I have yet to see a single piece of raw machine output that hasn’t required complete rewriting. I recently received a request to “tidy up” a machine translation, yet there were a number of issues that would not have been present in a human translation, such as missingspaces betweenwords, full stops in strange. places, medical terminology translated differently from one line to the next, and nonsensical sentences talking about “establishing the abdomen” (the correct translation was “establishing pneumoperitoneum”).
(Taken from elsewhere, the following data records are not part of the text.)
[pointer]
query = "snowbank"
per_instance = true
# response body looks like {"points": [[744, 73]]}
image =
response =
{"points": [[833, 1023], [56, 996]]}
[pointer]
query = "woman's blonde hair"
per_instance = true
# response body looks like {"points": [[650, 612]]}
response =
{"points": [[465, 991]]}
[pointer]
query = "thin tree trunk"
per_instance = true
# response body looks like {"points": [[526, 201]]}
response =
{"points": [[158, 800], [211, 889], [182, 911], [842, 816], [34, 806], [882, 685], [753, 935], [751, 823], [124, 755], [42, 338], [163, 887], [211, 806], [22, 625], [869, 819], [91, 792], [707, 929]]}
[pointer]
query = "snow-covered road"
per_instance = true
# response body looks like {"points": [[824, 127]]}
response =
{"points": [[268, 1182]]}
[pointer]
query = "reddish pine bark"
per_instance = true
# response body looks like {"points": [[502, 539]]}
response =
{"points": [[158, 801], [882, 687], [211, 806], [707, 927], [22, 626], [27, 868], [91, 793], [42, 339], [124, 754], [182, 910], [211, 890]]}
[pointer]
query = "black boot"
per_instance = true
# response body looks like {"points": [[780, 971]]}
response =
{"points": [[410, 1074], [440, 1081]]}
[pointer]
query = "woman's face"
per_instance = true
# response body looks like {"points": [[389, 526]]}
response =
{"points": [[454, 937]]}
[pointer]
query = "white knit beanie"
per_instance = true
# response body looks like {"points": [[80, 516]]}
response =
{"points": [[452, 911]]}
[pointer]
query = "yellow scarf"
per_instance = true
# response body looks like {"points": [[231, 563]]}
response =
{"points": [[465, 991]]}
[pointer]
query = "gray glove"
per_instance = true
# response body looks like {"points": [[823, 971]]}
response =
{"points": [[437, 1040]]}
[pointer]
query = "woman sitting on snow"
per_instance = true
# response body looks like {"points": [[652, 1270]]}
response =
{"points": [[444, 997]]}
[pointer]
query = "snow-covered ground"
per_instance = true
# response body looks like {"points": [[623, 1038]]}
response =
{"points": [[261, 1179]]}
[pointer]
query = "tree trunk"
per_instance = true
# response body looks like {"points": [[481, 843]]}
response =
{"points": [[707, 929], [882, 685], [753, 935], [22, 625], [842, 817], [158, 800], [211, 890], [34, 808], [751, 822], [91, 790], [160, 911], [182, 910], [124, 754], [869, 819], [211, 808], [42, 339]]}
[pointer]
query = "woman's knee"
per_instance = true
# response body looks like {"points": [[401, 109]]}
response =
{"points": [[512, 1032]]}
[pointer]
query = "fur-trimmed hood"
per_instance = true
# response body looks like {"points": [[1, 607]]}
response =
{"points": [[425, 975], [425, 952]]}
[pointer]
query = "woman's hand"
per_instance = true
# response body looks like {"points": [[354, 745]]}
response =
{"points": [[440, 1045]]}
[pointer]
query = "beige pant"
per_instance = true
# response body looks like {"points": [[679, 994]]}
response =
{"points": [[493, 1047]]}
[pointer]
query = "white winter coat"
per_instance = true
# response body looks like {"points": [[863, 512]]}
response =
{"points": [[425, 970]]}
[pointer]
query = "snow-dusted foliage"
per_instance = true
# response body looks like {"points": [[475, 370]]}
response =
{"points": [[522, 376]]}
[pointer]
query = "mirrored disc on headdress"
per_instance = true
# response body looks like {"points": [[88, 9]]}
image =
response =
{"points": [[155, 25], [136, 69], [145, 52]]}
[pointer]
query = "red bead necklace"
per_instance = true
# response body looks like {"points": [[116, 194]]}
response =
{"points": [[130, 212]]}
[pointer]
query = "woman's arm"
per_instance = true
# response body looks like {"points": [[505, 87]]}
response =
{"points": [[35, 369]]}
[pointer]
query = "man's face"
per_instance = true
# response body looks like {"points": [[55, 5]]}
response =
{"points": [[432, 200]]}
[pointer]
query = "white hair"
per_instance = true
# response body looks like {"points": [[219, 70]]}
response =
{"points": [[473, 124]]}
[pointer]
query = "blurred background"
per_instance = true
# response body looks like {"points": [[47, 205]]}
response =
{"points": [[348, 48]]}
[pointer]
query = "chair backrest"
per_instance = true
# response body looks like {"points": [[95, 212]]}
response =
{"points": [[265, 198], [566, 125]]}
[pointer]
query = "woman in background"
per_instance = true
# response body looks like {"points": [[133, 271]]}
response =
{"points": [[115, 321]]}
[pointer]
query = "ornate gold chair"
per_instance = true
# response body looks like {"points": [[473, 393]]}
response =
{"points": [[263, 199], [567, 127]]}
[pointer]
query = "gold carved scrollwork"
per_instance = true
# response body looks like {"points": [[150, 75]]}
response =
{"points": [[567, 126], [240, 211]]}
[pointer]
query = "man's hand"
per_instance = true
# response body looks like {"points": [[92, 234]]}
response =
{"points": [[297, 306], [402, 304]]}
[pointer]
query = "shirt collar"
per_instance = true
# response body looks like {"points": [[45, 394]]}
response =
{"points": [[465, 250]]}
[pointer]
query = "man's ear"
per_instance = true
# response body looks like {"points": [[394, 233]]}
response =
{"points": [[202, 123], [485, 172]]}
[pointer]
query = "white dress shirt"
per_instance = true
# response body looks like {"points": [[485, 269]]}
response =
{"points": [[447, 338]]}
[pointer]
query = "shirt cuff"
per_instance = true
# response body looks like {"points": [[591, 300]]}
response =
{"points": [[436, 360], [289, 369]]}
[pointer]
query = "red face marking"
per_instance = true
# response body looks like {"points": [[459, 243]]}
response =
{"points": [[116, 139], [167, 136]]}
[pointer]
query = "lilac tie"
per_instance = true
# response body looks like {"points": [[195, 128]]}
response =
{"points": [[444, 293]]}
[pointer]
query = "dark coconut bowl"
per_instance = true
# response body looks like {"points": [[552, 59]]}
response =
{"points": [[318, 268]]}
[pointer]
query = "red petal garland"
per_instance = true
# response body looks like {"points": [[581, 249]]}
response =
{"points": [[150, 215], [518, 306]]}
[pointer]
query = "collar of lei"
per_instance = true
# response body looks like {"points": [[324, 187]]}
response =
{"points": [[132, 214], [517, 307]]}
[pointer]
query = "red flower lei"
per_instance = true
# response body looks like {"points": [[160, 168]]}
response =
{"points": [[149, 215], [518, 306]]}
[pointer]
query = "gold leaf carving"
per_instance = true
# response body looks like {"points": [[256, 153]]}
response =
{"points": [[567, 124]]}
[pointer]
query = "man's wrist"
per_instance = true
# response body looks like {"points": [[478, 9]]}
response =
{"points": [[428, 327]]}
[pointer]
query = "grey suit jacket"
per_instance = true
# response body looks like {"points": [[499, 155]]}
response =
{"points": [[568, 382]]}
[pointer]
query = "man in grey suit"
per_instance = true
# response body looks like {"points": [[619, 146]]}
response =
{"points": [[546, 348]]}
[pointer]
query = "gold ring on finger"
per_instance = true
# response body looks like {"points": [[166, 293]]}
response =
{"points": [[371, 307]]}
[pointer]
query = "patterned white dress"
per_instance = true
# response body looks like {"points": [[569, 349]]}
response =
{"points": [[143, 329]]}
Admittedly this was a technical document, but as you say, even the simplest of tasks can trip the machine up. If even that proves problematic, would you be comfortable leaving your legal contract, nuclear-safety testing procedures, medical-device instructions or marketing campaign to a machine? The sad reality of all this is that more than half the freelance translators questioned in a recent survey are considering leaving the industry, and can you blame us?
Lee Anderson
Co-founder
Word of Mouth Translations
London

The real Top Gun
Bartleby’s column on nicknames (December 21st) made me think of my career as a fighter pilot in the navy. The fighter squadron is a tight-knit group that trains, deploys, fights, and in some cases, dies together. As a result, each pilot carries a call sign with them throughout their career. Unlike the movies, the call sign is given to you and is rarely as cool as “Maverick” or “Iceman” (unless you are in the air force, in which case you will meet many “Vipers” and “Killers”).
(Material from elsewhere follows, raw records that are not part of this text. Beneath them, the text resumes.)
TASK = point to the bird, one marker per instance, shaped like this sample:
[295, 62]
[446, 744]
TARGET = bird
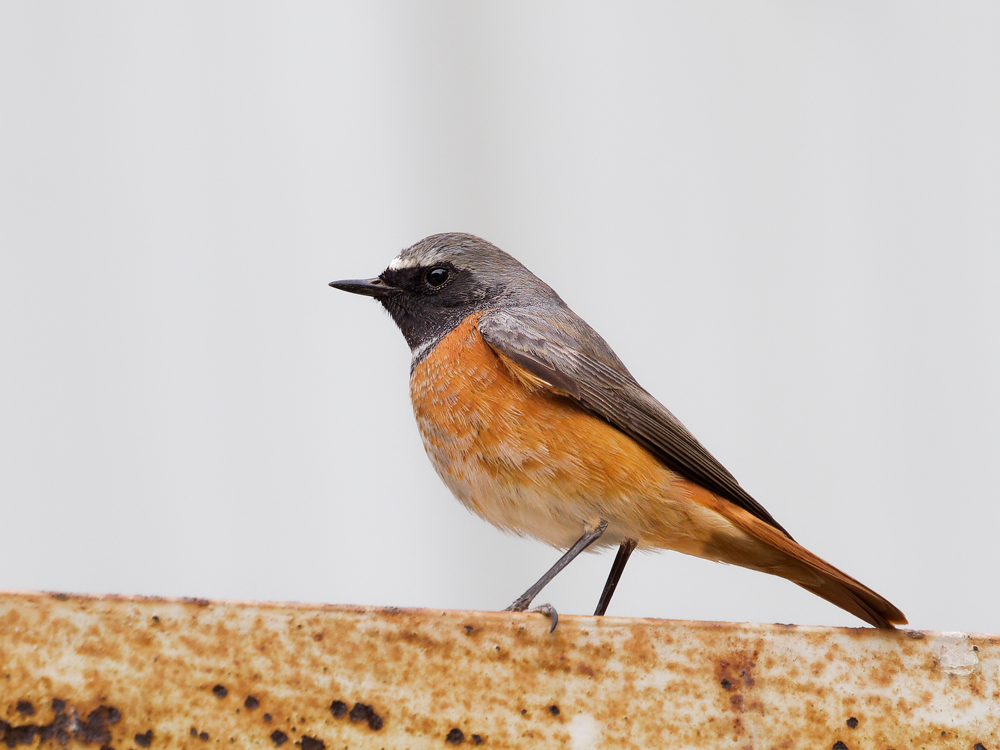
[534, 424]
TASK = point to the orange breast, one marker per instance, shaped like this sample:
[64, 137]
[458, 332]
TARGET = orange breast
[532, 461]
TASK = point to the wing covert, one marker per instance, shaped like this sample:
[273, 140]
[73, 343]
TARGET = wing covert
[565, 352]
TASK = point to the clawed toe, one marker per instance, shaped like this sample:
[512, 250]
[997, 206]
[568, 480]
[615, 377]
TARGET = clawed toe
[549, 611]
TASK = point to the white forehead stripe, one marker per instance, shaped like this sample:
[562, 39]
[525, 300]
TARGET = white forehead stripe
[400, 262]
[426, 259]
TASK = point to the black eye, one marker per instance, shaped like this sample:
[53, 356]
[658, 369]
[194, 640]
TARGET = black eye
[437, 276]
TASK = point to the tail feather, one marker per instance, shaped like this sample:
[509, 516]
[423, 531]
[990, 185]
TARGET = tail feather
[776, 553]
[814, 574]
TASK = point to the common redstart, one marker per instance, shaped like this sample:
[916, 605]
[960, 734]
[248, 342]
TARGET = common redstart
[535, 425]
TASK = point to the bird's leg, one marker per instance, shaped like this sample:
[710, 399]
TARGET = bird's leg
[524, 600]
[624, 550]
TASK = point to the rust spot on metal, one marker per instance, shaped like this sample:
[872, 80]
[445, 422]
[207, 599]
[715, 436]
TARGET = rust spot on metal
[99, 671]
[364, 712]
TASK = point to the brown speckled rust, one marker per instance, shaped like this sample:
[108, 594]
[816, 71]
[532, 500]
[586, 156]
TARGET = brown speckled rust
[169, 673]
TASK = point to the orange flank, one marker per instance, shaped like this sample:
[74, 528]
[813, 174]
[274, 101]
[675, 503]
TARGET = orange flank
[531, 460]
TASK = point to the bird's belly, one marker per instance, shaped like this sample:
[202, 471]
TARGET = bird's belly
[533, 462]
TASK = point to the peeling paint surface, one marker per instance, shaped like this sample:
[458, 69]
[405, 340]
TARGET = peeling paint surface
[117, 672]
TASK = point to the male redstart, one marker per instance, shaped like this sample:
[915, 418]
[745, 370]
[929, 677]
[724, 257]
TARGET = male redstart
[534, 424]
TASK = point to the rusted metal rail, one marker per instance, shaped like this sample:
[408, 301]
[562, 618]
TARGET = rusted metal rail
[116, 672]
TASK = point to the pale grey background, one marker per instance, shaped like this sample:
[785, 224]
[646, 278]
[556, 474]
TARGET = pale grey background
[785, 217]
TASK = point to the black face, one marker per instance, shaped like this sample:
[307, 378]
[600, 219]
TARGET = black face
[432, 300]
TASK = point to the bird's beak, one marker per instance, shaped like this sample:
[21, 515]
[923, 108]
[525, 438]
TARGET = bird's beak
[368, 287]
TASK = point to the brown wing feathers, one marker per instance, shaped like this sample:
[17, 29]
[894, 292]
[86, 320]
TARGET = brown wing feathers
[599, 382]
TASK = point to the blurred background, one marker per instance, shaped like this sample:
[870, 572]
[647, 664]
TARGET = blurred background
[785, 218]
Some of my favourites were acronyms, such as SYPHIN, which stands for Shut Your Pie Hole Ignorant Nugget (Nugget is the term for a new aviator). This is given to someone who tries to “fix” the squadron five minutes after joining it. And there were simple plays on last names, such as NOTSO Swift. Some think this tradition is demeaning and exclusionary. In fact, as Bartleby pointed out so well, when done properly it does just the opposite. If the call sign is given from the bottom-up and not the top-down, it makes one feel part of the group faster. Everyone has endured a call sign that may not be to their liking. The only thing worse is the group not giving you one at all.
Mark Swinger
Retired commander, US Navy
Springfield, Virginia
After reading Bartleby’s nicknames for buildings I recalled the acerbic description of the Transamerica building by Herb Caen, the supreme arbiter of all things San Franciscan. The beloved columnist labelled the new triangular pyramid arising from San Francisco’s financial district in the 1970s, as the world’s greatest dunce cap. City fathers were not amused.